The Constitution is clear: only Congress can declare war. The people we send to Washington are supposed to be the check that stops a president from dragging the country into a foreign conflict on his own say-so.
In February 2026, that check failed. President Trump launched airstrikes against Iran without a vote in Congress. When members tried to reclaim their constitutional role — using the War Powers Act to force a vote on ending the fighting — a wall of Republicans stood in the way. They rubber-stamped a war of choice, and the rest of us got the bill: gas prices rose sharply after the Iran war started, squeezing farmers, drivers, and working families already stretched thin.
Here are the Republicans with the worst records on Iran — the ones who abandoned their own principles, cashed the checks, and voted to keep us at war.
Tom Cotton talks tough — until Trump asks him not to
For a decade, Tom Cotton built his entire career as the Senate's loudest Iran hawk. Back in 2015, he organized a public letter signed by 46 fellow Republican senators addressed to Iran's supreme leader, in a deliberate effort to sabotage President Obama's nuclear deal. It was one of the most aggressive moves any senator has ever made against a sitting president's foreign policy.
But now that Donald Trump is selling a strikingly similar agreement, Cotton has gone quiet. The man who once torched Obama for negotiating with Tehran could only muster that "certain aspects of this deal are a step in the wrong direction." His principles, it turns out, only apply when there's a Democrat in the White House.
Andy Biggs and David Schweikert forgot their own words
Andy Biggs co-founded a bipartisan War Powers Caucus and spent years insisting that "the framers of the Constitution were committed to ensuring that Congress be at the heart of all decision-making related to our country going to war." Fine words. Then, when it counted, he voted against the House resolution to end the war in Iran — the exact congressional check he claimed to champion. The principles only applied when they were politically convenient.
His fellow Arizonan David Schweikert did the same thing, backing Trump on Iran despite his own past war-powers stance. Both men now want to be Arizona's next governor. Both had a chance to defend Congress's role in deciding whether Americans go to war — and both handed it away.
Susan Collins voted no only when it was too late
Susan Collins wants Mainers to think of her as a moderate. Her record on the Iran war tells a different story.
When Trump launched the airstrikes, Collins sided with him. She voted against multiple attempts to stop the war, saying they would "send the wrong message to Iran and our troops." The War Powers Act gives Congress 60 days to end a war the president started without approval. For all 60 of those days, Collins helped block every effort to restore Congress's authority.
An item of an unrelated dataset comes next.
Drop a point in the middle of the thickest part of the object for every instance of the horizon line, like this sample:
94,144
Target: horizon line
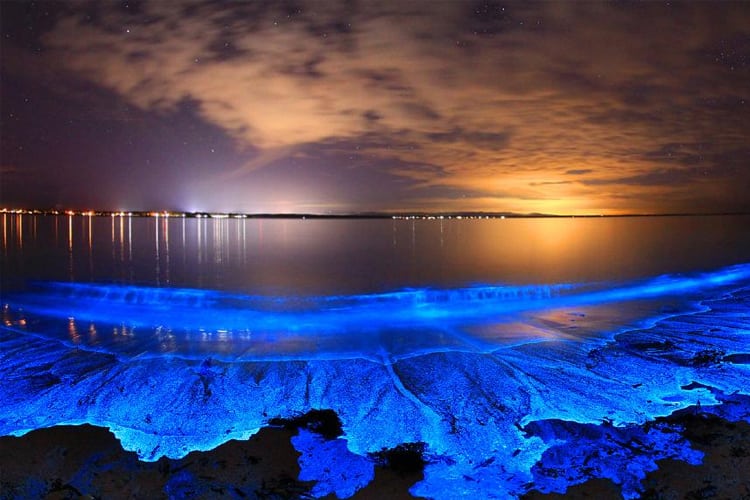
349,215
Then, only after the 60-day deadline passed on April 30, she finally voted to end the war. But by then it didn't matter — the resolution failed 47-50, and the war ground on. This is her whole playbook: vote no when the outcome is already decided, so she can look independent while changing nothing.
Max Miller wanted a "parking lot"
Ohio's Max Miller didn't bother with careful diplomatic language. Speaking about Palestinian territory after the October 2023 Hamas attack, Miller said flatly that "we're going to turn that into a parking lot." That is the mindset of a man who sees a wider Middle East war not as a catastrophe to be avoided, but as an outcome to be welcomed — and he brought it with him to every Iran vote.
Jon Husted rubber-stamped the war for Ohio
Ohio's junior senator, Jon Husted, joined his colleague in voting down the Iran War Powers Resolution. Faced with a straightforward question — should Congress get a say before the country stays at war? — Husted's answer was no. He'd rather hand that power to the president than exercise it on behalf of the Ohioans who elected him.
Bryan Steil made Wisconsin pay twice
Wisconsin's Bryan Steil voted to rubber-stamp what critics called a "reckless war of choice in Iran" — and did it while his constituents were watching their costs climb. Wisconsinites got a war they never voted for and higher prices to go with it. Steil signed off on both.
The pattern is the point
None of this is an accident, and none of it is one bad senator or one rogue representative. It's a party that talks endlessly about the Constitution and then abandons it the moment defending it would mean crossing Donald Trump. They lecture us about limited government while handing the president unlimited power to wage war. They warn about the national debt while sending the price of a gallon of gas through the roof.
War is the most serious decision a government can make. It costs lives, and it costs money, and the Constitution deliberately made it hard to do alone. These Republicans made it easy. In 2026, we get to decide whether they keep the power to do it again.